Kubernetes Architecture

Kubernetes Architecture

Kubernetes itself is a distributed system. It introduces its own dialect to the orchestration space. Internalizing the vernacular is an important part of success with Kubernetes.


The Kubernetes cluster is the highest level of abstraction to start with. Kubernetes clusters are composed of nodes. The term cluster refers to all the machines collectively and can be thought of as an entire running system. The machines in the cluster are referred to as nodes. A node may be a virtual machine or a physical machine. Nodes are characterized as worker nodes and master nodes. Each worker node includes software to run containers managed by the Kubernetes control plane. Control plane itself runs on master nodes.

The control plane is a set of APIs and software that Kubernetes users interact with. These APIs and software are collectively referred to as master components.


The control plane schedules containers onto nodes.

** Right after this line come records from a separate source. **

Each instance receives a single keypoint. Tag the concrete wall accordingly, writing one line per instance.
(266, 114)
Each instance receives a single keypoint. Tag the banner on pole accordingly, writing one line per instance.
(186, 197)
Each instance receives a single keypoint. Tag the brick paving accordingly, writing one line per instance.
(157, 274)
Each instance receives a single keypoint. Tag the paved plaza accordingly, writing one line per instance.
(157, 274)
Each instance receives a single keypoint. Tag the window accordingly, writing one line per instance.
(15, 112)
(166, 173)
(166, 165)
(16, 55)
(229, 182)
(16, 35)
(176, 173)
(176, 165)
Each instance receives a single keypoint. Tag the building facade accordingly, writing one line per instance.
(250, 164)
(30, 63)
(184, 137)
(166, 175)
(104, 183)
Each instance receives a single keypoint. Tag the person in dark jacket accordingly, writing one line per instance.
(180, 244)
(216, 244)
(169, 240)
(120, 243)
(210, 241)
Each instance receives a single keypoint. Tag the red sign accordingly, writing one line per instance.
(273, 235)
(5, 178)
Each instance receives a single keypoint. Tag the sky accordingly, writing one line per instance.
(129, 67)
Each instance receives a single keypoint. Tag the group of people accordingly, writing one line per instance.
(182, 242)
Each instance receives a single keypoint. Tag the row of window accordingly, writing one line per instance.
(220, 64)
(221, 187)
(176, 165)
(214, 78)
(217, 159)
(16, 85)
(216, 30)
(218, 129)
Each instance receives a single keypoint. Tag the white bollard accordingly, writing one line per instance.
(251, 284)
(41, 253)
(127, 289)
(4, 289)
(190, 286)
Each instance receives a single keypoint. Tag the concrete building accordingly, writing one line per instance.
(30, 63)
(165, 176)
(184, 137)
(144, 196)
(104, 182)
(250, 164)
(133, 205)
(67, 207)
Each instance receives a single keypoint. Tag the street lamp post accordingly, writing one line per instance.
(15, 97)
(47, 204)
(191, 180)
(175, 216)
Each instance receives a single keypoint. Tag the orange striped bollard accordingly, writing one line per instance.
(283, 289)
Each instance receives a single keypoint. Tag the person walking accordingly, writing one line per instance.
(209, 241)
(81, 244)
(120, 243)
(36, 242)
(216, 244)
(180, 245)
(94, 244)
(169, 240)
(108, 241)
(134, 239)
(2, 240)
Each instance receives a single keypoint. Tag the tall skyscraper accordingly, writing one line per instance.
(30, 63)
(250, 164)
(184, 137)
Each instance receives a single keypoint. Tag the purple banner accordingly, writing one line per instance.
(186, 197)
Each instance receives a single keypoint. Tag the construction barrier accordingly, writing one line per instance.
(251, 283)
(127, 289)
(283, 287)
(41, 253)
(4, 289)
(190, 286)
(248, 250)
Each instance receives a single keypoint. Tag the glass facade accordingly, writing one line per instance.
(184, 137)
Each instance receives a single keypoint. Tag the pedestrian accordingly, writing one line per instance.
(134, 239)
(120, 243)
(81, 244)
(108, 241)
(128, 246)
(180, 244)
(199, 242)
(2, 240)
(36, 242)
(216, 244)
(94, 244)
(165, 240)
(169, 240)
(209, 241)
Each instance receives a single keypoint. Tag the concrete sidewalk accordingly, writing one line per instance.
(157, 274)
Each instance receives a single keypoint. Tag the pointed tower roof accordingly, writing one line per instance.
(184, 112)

Scheduling: The term scheduling does not refer to time in this context. Think of it from a kernel perspective. The kernel schedules processors onto the CPU according to multiple factors. Certain processes need more or less compute or have different Quality of Service rules. Ultimately the scheduler does its best to ensure that every container runs. Scheduling in this case refers to the decision process of placing containers onto nodes in accordance with their declared compute requirements.


In Kubernetes containers are grouped into Pods. Pods may include one or more containers. All containers in a Pod run on the same node.


The Pod is the smallest building block in Kubernetes. More complex and useful abstractions come on top of Pods.


Services define networking rules for exposing Pods to other Pods or exposing Pods to the public Internet.



Kubernetes uses deployments to manage deploying configuration changes to running Pods and also horizontal scaling.



Kubernetes is a container orchestration tool. A group of nodes form a Kubernetes cluster. Kubernetes runs containers in groups called Pods. Kubernetes Services expose Pods to the cluster and the public Internet. Kubernetes deployment control rollout and rollback of Pods.